Sergey Levin, co-founder of Physical Intelligence and professor at UC Berkeley, discusses the state of robotics and the path to general-purpose robots.
He predicts that the 'flywheel' of robotic learning—where deployed robots collect data to improve themselves—will begin within 1-2 years for narrow tasks, with a median estimate of five years for a fully autonomous housekeeper.
Levin details Physical Intelligence's technical approach, which involves building on top of open-source foundation models like Google's Gemma and adding a specialized 'action expert' for motor control.
He argues that embodiment provides a crucial 'focusing mechanism' for learning, and that compositional generalization will lead to emergent capabilities, a phenomenon they are already observing in their lab.
12 quotes
Concerns Raised
Identifying the right types of data to scale for robustness and efficiency, not just task diversity.

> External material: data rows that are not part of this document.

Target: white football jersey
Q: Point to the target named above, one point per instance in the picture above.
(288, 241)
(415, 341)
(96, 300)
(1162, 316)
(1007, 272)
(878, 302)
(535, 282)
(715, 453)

The computational trilemma of balancing inference speed, context length, and model size for real-time robotics.
The inherent difficulty for models to learn from passive video data (like YouTube) without the focusing mechanism of goal-directed physical interaction.
The challenge of making simulation effective for learning, as it primarily allows for rehearsal rather than acquiring new knowledge about the world.
Opportunities Identified
Initiating a data collection 'flywheel' by deploying robots for useful, narrow tasks in the near term (1-2 years).
Leveraging pre-trained vision-language models (VLMs) to provide a strong foundation of prior knowledge and common sense.
The emergence of complex, untrained behaviors through compositional generalization as models scale.
Developing hybrid inference systems where robots perform reactive tasks locally and offload complex reasoning to the cloud.